1. Field of the Invention
The present invention relates to routing telephony communications. More specifically, the present invention relates to re-routing telephony communications over a data network or over a public switched telephone network (PSTN).
2. Description of Related Art
Two classes of conventional systems have been designed to route typical telephony communications through data networks. The first class of conventional routing systems uses "re-dialers". Re-dialers re-route specific calls through a separate transmission path, e.g., a data network, using a real-time or store-and-forward transport mechanism. Typically, the re-dialers are placed between an originating telephony device (most typically a fax machine) and a public switched telephone network (PSTN) or private branch exchange (PBX).
A first class of conventional routing systems is shown schematically in FIG. 1. FIG. 1 illustrates a fax machine 101 connected to a re-dialer 102. The re-dialer is connected to a PSTN point of presence (POP) 201. The re-dialer 102 is also connected to a wide area network (WAN) POP 301. The PSTN POP 201 serves as a gateway to the PSTN 200. The WAN POP 301 serves as a gateway to the WAN 300. A fax machine 103 can receive a fax transmission from fax machine 101. It should be noted that, in the general sense, the fax machine 103 can transmit a fax as well as receive a fax. The fax machine 103 receives the fax from either a PSTN POP 202 (if the fax is transmitted over the PSTN 200) or a WAN POP 302 (if the fax is transmitted over the WAN 300). The PSTN POP 202 is similar in operation to PSTN POP 201. The WAN POP 302 is similar in operation to the WAN POP 301.
The re-dialer 102 can re-route any fax call through a data network rather than through a PSTN 200. As used herein a data network can be a private wide-area network, a shared wide-area network such as could be provided by a value-added network service provider, an intranet, the internet, or any combination of these. Such a data network is showing in FIG. 1 as WAN 300. Re-routing can be based on the phone number dialed or other telephony condition (e.g., receiver busy). If re-routed, a fax machine 101 communicates with a fax machine 103 through the data network rather than through the PSTN 200. The communication can be conducted in real-time or can be delayed, e.g., by store and forward delivery. However, this first class of conventional routing systems requires a re-dialer for each telephone device, which is a significant drawback.
The second class of conventional routing systems provides real-time voice communications from and to computer systems which have analog-to-data hardware and appropriate software. Though currently popular on the Internet, the second class of conventional routing systems can be implemented on any data network. The second class of conventional routing systems is shown schematically in FIG. 2. A workstation user 104 communicates with a workstation user 105 through the WAN 300. Recent modifications to the second class of conventional routing systems allow the receiver of the phone call, the user 105, to use a telephone rather than a computer workstation.
The primary drawback to the second class of conventional routing systems is that the call originator must change his or her telephony interface. In the case of voice calls, for example, the change requires that the call originator speak and listen through a computer system instead of through a telephone. A fairly straightforward modification of the second class of conventional routing systems is to have the call originator dial directly into a WAN POP 301 from a telephone. This modification also requires the user to dial one number for connection, identify himself or herself for authorization purposes, and then identify the receiver's address (i.e., workstation identifier or telephone number.) i.e., Thus, the modification requires the user to change the user's interface.

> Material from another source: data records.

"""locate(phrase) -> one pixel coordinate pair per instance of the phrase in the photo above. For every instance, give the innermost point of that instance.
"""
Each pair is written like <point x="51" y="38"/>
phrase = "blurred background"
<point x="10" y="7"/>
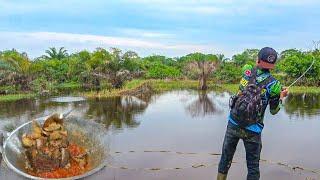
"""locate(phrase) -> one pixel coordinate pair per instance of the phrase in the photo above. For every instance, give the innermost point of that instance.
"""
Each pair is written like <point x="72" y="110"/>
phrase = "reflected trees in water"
<point x="202" y="106"/>
<point x="117" y="112"/>
<point x="302" y="104"/>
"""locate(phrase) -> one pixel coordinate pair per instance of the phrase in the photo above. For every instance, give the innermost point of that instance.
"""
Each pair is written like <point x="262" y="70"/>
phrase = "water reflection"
<point x="201" y="106"/>
<point x="117" y="112"/>
<point x="302" y="105"/>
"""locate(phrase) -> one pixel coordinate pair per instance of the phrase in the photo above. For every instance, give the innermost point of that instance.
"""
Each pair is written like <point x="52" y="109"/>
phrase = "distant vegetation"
<point x="102" y="69"/>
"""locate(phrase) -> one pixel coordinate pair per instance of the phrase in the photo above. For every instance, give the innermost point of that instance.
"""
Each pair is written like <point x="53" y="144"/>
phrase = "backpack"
<point x="246" y="106"/>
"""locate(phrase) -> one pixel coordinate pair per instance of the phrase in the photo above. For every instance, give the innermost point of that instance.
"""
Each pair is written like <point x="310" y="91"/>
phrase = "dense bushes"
<point x="58" y="70"/>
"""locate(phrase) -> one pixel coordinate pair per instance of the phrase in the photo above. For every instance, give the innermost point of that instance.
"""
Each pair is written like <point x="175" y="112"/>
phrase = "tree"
<point x="15" y="69"/>
<point x="52" y="53"/>
<point x="203" y="65"/>
<point x="249" y="56"/>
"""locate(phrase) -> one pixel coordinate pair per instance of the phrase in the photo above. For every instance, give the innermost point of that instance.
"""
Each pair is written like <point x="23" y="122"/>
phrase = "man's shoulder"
<point x="246" y="70"/>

Neither class of conventional routing systems addresses the most typical implementation of business communications, which includes multiple call originators initiating (currently) telephony-based communications through a PBX. Any solution that requires independent devices for each call originator presents an installation, maintenance, and management challenge that is unrealistic for most organizations. Organizations cannot as easily cost justify a multiple device solution. Furthermore, system administrators have less control over the traffic generated by users who have the option of using or not using a re-routing device at their call origination site. A solution is needed that provides a single point of installation, maintenance and management. This centralized solution is more cost-effective, and lessens user control over routing decisions.
Moreover, any solution that requires a modification of an existing user interface presents a training and acceptance challenge. Users have shown time and again that a drastic change in their communication interface is unacceptable, regardless of the cost-savings that may be realized. For example, MCI was unable to compete successfully against AT&T for long distance telephone traffic when a user had to (a) dial an MCI access number, (b) authenticate himself or herself, and then (c) identify the called party's phone number. MCI was finally able to compete successfully only after their long distance services were allowed to be accessed in the same way that AT&T's long distance services were accessed, i.e., through direct 1+dialing. A solution that involves using a data network based transport instead of PSTN-based transport must similarly be implemented without modification to the user interface.